Police remove two from State of the Union address
By LAURIE KELLMAN
Associated Press Writer
February 01. 2006 11:00AM

[AP Photo/The Washington Times, Allison Shelley
Security escorts Peace activist Cindy Sheehan from the U.S. House of Representatives before President Bush's State of the Union address on Capitol Hill, Tuesday, Jan. 31, 2006, in Washington. Sheehan, the mother of a fallen U.S. soldier in Iraq who reinvigorated the anti-war movement, was arrested and removed from the gallery, a police spokeswoman said.]

Cindy Sheehan, mother of a fallen soldier in Iraq, wasn't the only one ejected from the House gallery during the State of the Union address for wearing a T-shirt with a war-related slogan that violated the rules. The wife of a powerful Republican congressman was also asked to leave.

Beverly Young, wife of Rep. C.W. Bill Young of Florida - chairman of the House Defense Appropriations subcommittee - was removed from the gallery because she was wearing a T-shirt that read, "Support the Troops - Defending Our Freedom."

"Because she had on a shirt that someone didn't like that said support our troops, she was kicked out of this gallery," Young said on the House floor Wednesday morning, holding up the gray shirt.

"Shame, shame," he scolded.
...

"They said I was protesting," she told the St. Petersburg Times. "I said, "Read my shirt, it is not a protest.' They said, 'We consider that a protest.' I said, 'Then you are an idiot.'"

They told her she was being treated the same as Sheehan, a protester ejected before the speech Tuesday night for wearing a T-shirt with an antiwar slogan. Sheehan wrote in her blog Wednesday that she intends to file a First Amendment lawsuit.
...

Capitol Police took Sheehan, invited as a guest of Rep. Lynn Woolsey, D-Calif., away in handcuffs and charged her with unlawful conduct, a misdemeanor. She later was released on her own recognizance.

Capitol Police Sgt.
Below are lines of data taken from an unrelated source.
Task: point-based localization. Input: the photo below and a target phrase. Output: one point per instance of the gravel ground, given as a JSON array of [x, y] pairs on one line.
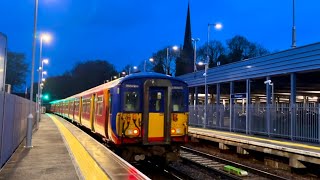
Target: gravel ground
[[194, 171], [249, 161]]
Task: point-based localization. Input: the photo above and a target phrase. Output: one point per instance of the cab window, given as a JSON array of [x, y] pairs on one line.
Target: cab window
[[131, 101], [178, 103]]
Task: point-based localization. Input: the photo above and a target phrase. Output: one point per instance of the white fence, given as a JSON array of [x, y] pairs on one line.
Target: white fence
[[13, 123]]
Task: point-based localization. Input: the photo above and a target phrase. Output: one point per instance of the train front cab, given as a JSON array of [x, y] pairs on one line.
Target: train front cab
[[157, 112], [153, 113]]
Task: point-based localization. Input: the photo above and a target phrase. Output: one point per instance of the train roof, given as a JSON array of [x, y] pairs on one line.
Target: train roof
[[115, 82]]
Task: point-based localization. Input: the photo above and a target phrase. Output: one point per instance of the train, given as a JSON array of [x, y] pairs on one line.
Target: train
[[143, 115]]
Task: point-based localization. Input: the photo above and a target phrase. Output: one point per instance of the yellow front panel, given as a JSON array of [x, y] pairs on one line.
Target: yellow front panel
[[156, 125], [181, 124]]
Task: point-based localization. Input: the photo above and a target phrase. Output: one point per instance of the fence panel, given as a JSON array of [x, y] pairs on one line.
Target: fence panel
[[307, 124], [1, 127], [13, 123], [258, 118], [8, 127]]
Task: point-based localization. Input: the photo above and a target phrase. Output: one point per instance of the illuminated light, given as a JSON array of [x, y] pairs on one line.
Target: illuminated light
[[175, 117], [45, 37], [46, 61], [178, 130], [218, 26]]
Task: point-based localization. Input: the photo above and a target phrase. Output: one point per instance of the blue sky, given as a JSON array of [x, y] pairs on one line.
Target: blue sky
[[125, 31]]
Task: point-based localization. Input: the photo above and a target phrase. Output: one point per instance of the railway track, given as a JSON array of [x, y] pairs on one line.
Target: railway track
[[218, 165]]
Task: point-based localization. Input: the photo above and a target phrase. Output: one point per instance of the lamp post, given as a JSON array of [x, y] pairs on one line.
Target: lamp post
[[134, 68], [293, 26], [216, 26], [45, 61], [270, 83], [145, 63], [195, 53], [175, 48], [205, 92], [43, 37], [30, 116]]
Kimberly Schneider said police warned her that such displays were not allowed in the House chamber, but Sheehan did not respond.
...

In her blog, Sheehan wrote that her T-shirt said, "2245 Dead. How many more?" - a reference to the number of soldiers killed in Iraq.
...

She said she had one arm out of her coat when an officer yelled, "Protestor."

"He then ran over to me, hauled me out of my seat and roughly (with my hands behind my back) shoved me up the stairs," she wrote. She was then cuffed and driven to police headquarters a few blocks away.

"I was never told that I couldn't wear that shirt into the Congress," Sheehan wrote. "I was never asked to take it off or zip my jacket back up. If I had been asked to do any of those things...I would have, and written about the suppression of my freedom of speech later."

Sheehan was arrested in September with about 300 other anti-war activists in front of the White House after a weekend of protests against the war in Iraq. In August, she spent 26 days camped near Bush's ranch in Crawford, Texas, where he was spending a working vacation.